Autonomous Path Planning for Intercostal Robotic Ultrasound Imaging Using Reinforcement Learning
Yuan Bi, Cheng Qian, Zhicheng Zhang, Nassir Navab, Zhongliang Jiang
TL;DR
This work tackles autonomous intercostal ultrasound path planning by training a reinforcement learning agent in a CT-atlas–based simulated environment to generate full-volume, shadow-free trajectories beneath the rib cage. By encoding the scene as a 3-channel voxelized state and navigating with a four‑DoF cylindrical action space plus a readjust switch, the method uses a double dueling DQN to optimize a composite reward that favors coverage, attenuation minimization, and shadow avoidance. Experiments on unseen CTs with varying target sizes and multiple targets demonstrate robust planning performance and reveal how intercostal geometry affects success, validating the approach as a foundation for fully autonomous RUSS systems. The work advances towards clinically practical autonomous US scanning by coupling high-level path planning with future registration and robotic control modules for real-world deployment.
Abstract
Ultrasound (US) has been widely used in daily clinical practice for screening internal organs and guiding interventions. However, due to the acoustic shadow cast by the subcutaneous rib cage, the US examination for thoracic application is still challenging. To fully cover and reconstruct the region of interest in US for diagnosis, an intercostal scanning path is necessary.
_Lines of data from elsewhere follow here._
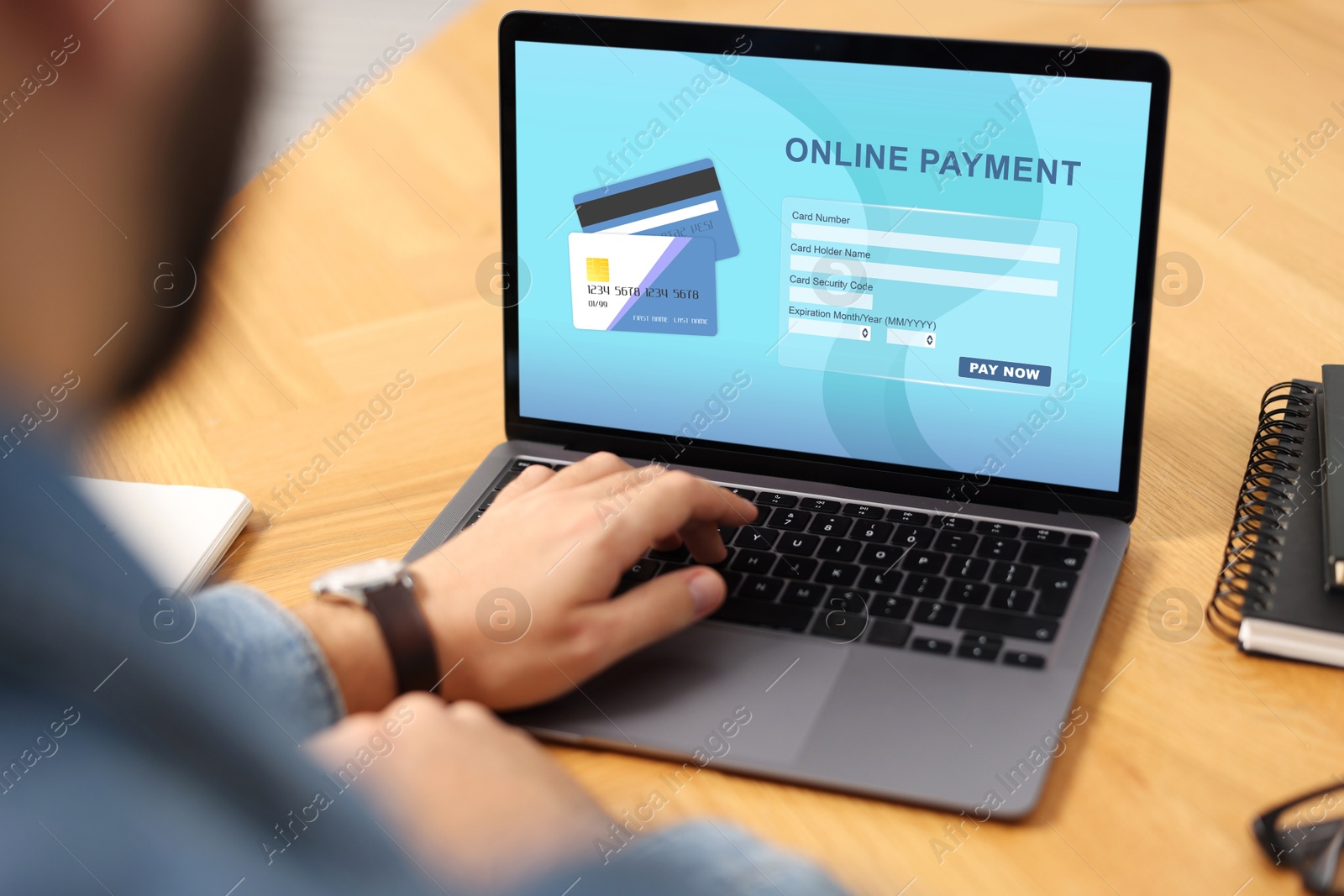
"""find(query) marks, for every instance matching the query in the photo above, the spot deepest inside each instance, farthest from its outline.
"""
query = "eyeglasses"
(1308, 835)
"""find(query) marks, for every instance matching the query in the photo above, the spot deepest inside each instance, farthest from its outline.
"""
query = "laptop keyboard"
(972, 587)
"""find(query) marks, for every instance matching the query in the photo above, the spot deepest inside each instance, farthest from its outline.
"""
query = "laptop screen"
(931, 268)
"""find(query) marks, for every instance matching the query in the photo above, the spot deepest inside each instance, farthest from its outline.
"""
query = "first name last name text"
(961, 164)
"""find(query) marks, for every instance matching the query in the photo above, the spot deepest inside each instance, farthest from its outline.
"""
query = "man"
(129, 765)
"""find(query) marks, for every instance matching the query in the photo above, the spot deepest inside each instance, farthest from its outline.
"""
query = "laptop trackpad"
(687, 692)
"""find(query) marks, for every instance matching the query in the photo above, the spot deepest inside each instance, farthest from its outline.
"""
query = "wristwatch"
(386, 589)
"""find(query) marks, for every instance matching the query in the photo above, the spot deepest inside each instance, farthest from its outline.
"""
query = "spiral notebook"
(1270, 594)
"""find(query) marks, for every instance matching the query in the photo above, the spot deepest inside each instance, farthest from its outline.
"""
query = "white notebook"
(178, 532)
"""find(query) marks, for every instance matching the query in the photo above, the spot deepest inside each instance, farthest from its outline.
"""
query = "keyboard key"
(756, 537)
(790, 520)
(1042, 537)
(913, 537)
(759, 589)
(890, 606)
(803, 594)
(934, 613)
(726, 562)
(1015, 600)
(927, 562)
(878, 579)
(772, 616)
(980, 647)
(1010, 574)
(1055, 587)
(931, 645)
(889, 633)
(907, 517)
(1008, 624)
(835, 573)
(998, 530)
(972, 593)
(847, 600)
(956, 542)
(879, 555)
(799, 544)
(968, 567)
(870, 531)
(1050, 555)
(999, 548)
(842, 626)
(924, 586)
(642, 571)
(827, 524)
(1025, 660)
(792, 567)
(753, 562)
(676, 555)
(840, 550)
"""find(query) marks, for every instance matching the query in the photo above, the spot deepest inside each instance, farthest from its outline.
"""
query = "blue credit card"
(678, 202)
(643, 284)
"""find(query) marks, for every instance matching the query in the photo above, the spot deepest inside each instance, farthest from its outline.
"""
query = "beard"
(201, 148)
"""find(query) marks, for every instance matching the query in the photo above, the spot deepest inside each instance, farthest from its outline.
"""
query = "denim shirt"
(131, 765)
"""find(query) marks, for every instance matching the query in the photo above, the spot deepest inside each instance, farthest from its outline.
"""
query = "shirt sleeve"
(270, 654)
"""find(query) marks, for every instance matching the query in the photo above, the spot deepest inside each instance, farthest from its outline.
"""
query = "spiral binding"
(1254, 546)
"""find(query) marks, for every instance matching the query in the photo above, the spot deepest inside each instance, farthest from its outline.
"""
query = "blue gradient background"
(575, 105)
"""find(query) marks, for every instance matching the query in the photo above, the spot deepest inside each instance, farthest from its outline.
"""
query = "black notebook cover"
(1288, 611)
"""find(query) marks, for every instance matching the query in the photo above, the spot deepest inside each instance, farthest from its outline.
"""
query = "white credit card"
(643, 284)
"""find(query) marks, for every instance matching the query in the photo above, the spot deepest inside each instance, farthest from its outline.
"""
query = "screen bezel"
(931, 53)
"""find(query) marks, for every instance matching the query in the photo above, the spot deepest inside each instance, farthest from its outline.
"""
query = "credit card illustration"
(678, 202)
(644, 284)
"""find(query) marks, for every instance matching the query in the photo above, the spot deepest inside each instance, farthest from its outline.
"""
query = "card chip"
(600, 270)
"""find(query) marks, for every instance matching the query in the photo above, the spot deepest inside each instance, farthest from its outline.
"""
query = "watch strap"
(407, 633)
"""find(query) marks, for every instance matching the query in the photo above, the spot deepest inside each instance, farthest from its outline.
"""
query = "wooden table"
(363, 259)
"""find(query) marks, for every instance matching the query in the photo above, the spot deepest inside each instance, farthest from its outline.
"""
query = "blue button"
(985, 369)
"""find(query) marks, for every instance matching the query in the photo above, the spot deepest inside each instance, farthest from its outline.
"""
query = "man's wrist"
(355, 651)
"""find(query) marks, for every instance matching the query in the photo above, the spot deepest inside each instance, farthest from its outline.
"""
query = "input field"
(927, 244)
(941, 277)
(665, 217)
(835, 329)
(916, 338)
(804, 296)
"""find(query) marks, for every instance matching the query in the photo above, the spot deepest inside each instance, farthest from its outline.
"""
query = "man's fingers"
(524, 483)
(655, 610)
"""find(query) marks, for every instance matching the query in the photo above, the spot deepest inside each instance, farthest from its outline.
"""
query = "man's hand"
(468, 795)
(522, 598)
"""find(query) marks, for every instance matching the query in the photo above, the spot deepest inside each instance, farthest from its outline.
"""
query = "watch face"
(360, 577)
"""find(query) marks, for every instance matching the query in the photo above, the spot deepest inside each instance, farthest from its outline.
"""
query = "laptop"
(897, 291)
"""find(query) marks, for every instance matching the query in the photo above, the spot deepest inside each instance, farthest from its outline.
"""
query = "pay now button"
(984, 369)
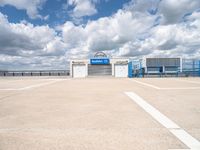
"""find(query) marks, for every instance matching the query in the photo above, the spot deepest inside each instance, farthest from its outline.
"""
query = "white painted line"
(168, 88)
(182, 80)
(162, 119)
(181, 134)
(146, 84)
(32, 86)
(180, 88)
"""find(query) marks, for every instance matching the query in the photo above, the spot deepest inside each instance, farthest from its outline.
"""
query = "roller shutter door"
(79, 71)
(99, 70)
(121, 70)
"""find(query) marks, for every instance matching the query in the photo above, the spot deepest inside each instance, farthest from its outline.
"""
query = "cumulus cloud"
(106, 34)
(24, 43)
(174, 11)
(130, 32)
(82, 8)
(31, 6)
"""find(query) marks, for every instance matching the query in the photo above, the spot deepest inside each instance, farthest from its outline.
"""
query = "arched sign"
(100, 58)
(100, 55)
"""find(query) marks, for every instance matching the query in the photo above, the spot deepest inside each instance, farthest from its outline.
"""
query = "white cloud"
(128, 32)
(23, 44)
(82, 8)
(31, 6)
(174, 11)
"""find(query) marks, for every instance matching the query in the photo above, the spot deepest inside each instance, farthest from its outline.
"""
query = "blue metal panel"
(130, 69)
(100, 61)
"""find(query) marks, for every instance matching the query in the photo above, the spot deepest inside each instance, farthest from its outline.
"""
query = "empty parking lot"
(99, 113)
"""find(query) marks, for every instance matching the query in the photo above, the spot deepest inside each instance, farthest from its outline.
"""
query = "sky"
(46, 34)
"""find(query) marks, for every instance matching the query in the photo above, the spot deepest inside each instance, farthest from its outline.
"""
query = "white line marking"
(32, 86)
(168, 88)
(182, 80)
(146, 84)
(180, 88)
(181, 134)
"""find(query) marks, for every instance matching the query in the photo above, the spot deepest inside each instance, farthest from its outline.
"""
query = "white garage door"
(79, 71)
(121, 70)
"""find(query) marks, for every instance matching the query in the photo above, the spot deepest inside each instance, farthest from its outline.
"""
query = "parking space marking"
(168, 88)
(33, 86)
(182, 80)
(180, 133)
(146, 84)
(180, 88)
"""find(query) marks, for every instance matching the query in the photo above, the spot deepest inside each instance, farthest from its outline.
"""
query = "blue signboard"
(99, 61)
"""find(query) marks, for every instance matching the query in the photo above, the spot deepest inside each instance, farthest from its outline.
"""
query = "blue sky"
(46, 34)
(58, 12)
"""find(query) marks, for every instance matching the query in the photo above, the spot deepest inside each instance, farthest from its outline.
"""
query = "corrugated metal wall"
(99, 70)
(157, 62)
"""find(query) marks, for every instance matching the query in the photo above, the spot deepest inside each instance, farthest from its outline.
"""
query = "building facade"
(99, 65)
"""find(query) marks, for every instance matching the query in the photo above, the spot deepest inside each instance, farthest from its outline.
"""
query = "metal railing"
(34, 73)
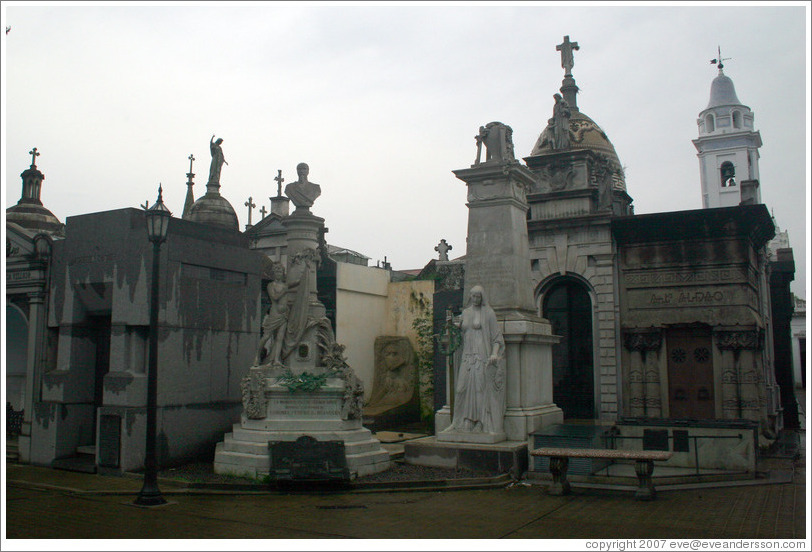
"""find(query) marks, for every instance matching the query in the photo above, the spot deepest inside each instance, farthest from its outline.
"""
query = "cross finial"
(567, 60)
(443, 248)
(279, 181)
(718, 61)
(34, 154)
(250, 204)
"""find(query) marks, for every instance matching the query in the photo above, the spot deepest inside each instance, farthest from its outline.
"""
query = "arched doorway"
(16, 357)
(568, 307)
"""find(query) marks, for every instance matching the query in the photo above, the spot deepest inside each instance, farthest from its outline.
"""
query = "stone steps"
(230, 444)
(251, 458)
(84, 461)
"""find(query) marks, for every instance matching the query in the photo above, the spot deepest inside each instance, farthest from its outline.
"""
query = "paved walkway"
(45, 503)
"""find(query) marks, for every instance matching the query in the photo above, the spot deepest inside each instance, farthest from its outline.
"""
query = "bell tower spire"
(727, 146)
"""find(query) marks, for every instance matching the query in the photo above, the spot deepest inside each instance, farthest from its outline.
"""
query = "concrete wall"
(361, 315)
(368, 305)
(208, 325)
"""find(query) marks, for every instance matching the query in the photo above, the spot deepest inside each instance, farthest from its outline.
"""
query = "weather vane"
(718, 61)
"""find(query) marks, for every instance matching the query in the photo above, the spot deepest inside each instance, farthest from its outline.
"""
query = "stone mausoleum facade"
(661, 316)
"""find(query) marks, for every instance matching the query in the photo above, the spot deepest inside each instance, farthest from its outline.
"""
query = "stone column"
(643, 376)
(743, 387)
(302, 235)
(36, 327)
(498, 259)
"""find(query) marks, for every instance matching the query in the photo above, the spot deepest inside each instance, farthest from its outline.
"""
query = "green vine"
(423, 325)
(303, 382)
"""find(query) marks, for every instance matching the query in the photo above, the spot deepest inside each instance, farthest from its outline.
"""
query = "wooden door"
(690, 373)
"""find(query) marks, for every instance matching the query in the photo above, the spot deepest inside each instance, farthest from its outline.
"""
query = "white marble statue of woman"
(479, 399)
(217, 160)
(275, 322)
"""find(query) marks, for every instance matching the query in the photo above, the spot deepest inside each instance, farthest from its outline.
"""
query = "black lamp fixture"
(157, 218)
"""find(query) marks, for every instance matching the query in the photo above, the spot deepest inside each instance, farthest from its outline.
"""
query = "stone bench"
(644, 467)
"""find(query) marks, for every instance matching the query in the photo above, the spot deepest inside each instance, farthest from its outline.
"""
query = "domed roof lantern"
(722, 90)
(29, 211)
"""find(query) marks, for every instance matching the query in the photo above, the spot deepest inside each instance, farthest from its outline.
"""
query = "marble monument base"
(452, 436)
(245, 452)
(498, 458)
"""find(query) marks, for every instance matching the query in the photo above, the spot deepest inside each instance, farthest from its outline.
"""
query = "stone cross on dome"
(443, 248)
(718, 61)
(567, 59)
(279, 181)
(34, 154)
(250, 204)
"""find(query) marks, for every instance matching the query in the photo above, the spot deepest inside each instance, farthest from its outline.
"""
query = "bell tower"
(727, 147)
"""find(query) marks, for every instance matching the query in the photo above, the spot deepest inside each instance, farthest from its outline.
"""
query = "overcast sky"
(383, 102)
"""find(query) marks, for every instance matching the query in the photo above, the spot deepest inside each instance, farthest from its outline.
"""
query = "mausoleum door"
(690, 373)
(100, 335)
(16, 357)
(569, 309)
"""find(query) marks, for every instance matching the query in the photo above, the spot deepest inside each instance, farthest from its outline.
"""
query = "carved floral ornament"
(11, 250)
(736, 340)
(644, 340)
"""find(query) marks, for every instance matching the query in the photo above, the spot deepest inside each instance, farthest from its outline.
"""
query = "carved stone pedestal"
(290, 415)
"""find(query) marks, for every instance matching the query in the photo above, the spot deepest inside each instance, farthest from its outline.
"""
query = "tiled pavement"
(46, 503)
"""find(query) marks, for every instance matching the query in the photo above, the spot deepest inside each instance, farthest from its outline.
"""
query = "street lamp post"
(157, 224)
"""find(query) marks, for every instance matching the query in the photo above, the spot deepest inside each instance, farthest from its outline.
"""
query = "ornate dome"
(585, 134)
(723, 92)
(29, 211)
(34, 217)
(213, 209)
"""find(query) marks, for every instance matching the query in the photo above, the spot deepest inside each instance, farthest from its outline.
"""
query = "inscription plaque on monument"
(307, 459)
(109, 440)
(307, 407)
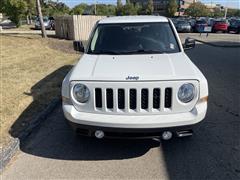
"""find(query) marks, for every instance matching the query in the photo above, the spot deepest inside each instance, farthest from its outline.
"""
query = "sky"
(227, 3)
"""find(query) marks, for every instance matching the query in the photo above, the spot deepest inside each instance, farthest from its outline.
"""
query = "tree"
(217, 12)
(106, 9)
(39, 10)
(79, 9)
(119, 8)
(150, 8)
(31, 10)
(14, 9)
(172, 7)
(197, 10)
(129, 9)
(54, 8)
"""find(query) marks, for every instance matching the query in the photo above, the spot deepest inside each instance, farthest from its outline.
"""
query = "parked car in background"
(234, 26)
(211, 22)
(47, 21)
(200, 25)
(183, 26)
(220, 25)
(192, 22)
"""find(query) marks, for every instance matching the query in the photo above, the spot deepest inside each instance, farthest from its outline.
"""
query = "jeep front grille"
(132, 99)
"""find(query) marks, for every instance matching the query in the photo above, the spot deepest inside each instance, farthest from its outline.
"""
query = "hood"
(134, 67)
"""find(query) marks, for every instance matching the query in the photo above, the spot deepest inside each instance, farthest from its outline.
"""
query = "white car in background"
(134, 80)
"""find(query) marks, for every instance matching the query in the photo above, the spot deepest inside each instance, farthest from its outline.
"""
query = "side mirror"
(189, 44)
(78, 46)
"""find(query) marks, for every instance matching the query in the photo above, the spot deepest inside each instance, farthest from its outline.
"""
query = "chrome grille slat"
(130, 100)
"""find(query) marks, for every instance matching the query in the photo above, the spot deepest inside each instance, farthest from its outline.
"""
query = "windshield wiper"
(106, 52)
(143, 51)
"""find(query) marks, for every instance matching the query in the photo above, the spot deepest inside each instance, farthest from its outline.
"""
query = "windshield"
(137, 38)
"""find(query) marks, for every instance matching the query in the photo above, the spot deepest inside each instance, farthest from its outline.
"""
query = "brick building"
(160, 6)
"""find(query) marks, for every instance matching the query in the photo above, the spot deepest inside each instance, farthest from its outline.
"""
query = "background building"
(160, 6)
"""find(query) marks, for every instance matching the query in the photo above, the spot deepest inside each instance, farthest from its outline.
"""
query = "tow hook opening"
(184, 133)
(99, 134)
(167, 135)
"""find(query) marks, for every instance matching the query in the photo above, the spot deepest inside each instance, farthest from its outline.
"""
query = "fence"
(76, 27)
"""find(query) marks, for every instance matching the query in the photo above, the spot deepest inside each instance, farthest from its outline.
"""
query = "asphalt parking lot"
(54, 152)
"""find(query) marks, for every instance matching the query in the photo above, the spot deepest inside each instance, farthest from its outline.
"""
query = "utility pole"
(95, 8)
(225, 15)
(44, 34)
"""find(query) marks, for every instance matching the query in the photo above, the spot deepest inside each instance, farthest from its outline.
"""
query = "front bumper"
(196, 115)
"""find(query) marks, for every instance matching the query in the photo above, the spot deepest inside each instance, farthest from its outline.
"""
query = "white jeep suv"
(134, 80)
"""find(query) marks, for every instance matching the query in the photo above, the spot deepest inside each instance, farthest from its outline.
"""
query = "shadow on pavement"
(56, 140)
(42, 93)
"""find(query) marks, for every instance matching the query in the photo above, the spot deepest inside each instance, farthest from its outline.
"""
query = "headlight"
(81, 93)
(186, 93)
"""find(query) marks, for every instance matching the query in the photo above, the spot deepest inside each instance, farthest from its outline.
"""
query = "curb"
(7, 153)
(218, 45)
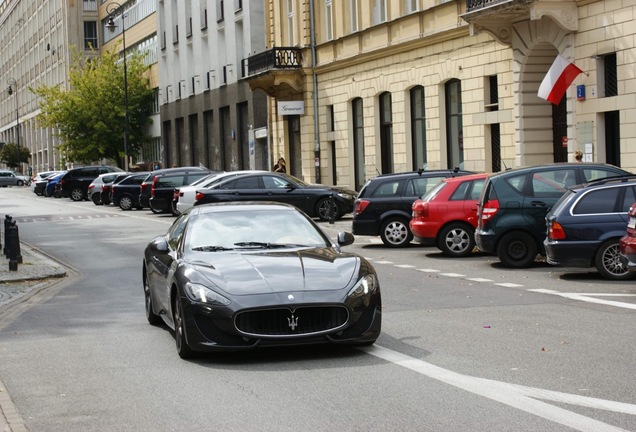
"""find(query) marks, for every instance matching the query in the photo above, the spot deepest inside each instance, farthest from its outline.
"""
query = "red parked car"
(446, 216)
(628, 241)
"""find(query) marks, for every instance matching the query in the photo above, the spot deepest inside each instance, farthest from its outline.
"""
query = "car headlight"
(366, 286)
(203, 294)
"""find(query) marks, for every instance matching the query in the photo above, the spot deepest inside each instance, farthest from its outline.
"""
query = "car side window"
(549, 184)
(628, 199)
(387, 189)
(272, 182)
(176, 231)
(597, 201)
(247, 183)
(421, 185)
(460, 192)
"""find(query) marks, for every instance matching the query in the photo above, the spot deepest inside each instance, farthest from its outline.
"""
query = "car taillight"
(555, 231)
(420, 209)
(359, 206)
(490, 209)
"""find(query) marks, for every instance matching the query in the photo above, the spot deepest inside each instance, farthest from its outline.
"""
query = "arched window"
(357, 116)
(386, 133)
(418, 127)
(454, 134)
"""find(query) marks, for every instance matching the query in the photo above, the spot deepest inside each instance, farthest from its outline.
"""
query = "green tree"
(90, 116)
(9, 155)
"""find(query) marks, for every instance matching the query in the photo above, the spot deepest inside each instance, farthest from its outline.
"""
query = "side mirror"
(159, 245)
(345, 238)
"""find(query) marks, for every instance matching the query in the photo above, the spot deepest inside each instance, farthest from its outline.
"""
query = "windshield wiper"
(261, 244)
(211, 248)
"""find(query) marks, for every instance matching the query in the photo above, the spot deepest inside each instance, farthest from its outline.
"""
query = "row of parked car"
(574, 214)
(173, 190)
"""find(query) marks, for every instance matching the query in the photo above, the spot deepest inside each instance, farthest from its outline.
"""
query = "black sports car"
(242, 275)
(316, 200)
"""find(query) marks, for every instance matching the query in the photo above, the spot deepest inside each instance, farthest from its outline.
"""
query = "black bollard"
(12, 245)
(7, 221)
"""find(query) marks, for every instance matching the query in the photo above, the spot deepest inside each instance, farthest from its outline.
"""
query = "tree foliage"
(9, 155)
(90, 116)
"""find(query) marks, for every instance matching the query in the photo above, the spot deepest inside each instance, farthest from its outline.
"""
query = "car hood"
(243, 273)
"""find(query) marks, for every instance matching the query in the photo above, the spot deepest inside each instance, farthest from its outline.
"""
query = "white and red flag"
(558, 79)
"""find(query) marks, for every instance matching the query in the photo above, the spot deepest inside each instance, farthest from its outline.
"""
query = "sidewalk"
(34, 270)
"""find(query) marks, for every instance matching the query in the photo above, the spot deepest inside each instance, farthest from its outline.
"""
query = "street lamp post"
(11, 83)
(116, 9)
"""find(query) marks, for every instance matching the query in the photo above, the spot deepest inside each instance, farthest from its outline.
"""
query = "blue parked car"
(50, 186)
(585, 226)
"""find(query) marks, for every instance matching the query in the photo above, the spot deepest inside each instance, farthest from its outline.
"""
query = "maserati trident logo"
(293, 322)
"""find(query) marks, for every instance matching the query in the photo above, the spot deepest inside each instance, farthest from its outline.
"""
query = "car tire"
(151, 316)
(517, 249)
(183, 349)
(324, 206)
(608, 264)
(457, 240)
(77, 194)
(395, 232)
(125, 202)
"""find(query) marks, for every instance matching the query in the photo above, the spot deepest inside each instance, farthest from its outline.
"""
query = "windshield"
(260, 229)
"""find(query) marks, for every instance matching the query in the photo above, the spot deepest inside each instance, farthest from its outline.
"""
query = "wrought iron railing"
(475, 5)
(275, 58)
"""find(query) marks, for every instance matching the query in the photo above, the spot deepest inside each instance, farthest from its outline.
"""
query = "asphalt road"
(466, 345)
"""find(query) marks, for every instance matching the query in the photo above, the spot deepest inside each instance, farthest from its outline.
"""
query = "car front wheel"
(151, 316)
(457, 240)
(125, 202)
(608, 262)
(183, 349)
(396, 233)
(517, 249)
(325, 209)
(77, 194)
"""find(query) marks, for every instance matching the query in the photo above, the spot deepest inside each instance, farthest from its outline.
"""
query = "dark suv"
(585, 227)
(163, 186)
(514, 203)
(75, 182)
(383, 206)
(146, 185)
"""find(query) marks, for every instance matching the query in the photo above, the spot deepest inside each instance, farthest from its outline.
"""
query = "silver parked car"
(11, 178)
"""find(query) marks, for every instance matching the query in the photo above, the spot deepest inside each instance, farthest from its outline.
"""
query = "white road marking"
(589, 298)
(452, 275)
(517, 396)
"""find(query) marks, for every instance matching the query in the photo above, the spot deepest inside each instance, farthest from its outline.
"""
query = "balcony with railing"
(275, 69)
(497, 17)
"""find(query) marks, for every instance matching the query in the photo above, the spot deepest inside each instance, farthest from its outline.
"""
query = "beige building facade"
(379, 87)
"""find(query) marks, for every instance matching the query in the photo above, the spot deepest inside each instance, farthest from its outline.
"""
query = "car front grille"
(287, 322)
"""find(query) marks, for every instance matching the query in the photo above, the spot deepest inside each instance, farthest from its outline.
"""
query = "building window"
(353, 9)
(328, 20)
(454, 134)
(418, 128)
(379, 11)
(290, 22)
(611, 76)
(357, 116)
(90, 35)
(410, 6)
(386, 133)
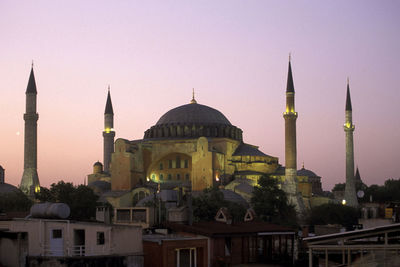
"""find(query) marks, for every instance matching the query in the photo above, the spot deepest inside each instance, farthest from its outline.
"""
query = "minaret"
(30, 179)
(108, 133)
(290, 116)
(350, 190)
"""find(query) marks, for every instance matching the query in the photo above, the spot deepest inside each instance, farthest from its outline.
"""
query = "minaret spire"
(350, 190)
(30, 180)
(193, 101)
(108, 133)
(348, 98)
(290, 185)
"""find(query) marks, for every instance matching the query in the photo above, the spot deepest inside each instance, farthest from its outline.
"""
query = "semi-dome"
(193, 121)
(193, 113)
(305, 172)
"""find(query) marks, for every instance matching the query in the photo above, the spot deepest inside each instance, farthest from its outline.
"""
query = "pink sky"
(234, 53)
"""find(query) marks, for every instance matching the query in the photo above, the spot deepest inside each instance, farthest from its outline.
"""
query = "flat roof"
(214, 228)
(355, 233)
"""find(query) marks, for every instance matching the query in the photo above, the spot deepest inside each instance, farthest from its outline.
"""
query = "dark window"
(228, 246)
(139, 216)
(57, 233)
(123, 215)
(100, 238)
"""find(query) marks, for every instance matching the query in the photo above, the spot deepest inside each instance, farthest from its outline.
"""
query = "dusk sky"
(235, 55)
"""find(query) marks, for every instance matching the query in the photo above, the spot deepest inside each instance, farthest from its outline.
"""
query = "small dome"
(99, 187)
(193, 114)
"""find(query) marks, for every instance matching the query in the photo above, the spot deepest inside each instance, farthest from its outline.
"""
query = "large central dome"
(193, 114)
(193, 121)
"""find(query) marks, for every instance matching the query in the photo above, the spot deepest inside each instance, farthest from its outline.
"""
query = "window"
(228, 246)
(57, 233)
(139, 215)
(186, 257)
(123, 215)
(100, 238)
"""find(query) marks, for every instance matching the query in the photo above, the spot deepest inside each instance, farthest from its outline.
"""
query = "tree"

To tackle this challenge, we present a reinforcement learning (RL) approach for planning scanning paths between ribs to monitor changes in lesions on internal organs, such as the liver and heart, which are covered by rib cages. Structured anatomical information of the human skeleton is crucial for planning these intercostal paths. To obtain such anatomical insight, an RL agent is trained in a virtual environment constructed using computational tomography (CT) templates with randomly initialized tumors of various shapes and locations. In addition, task-specific state representation and reward functions are introduced to ensure the convergence of the training process while minimizing the effects of acoustic attenuation and shadows during scanning. To validate the effectiveness of the proposed approach, experiments have been carried out on unseen CTs with randomly defined single or multiple scanning targets. The results demonstrate the efficiency of the proposed RL framework in planning non-shadowed US scanning trajectories in areas with limited acoustic access.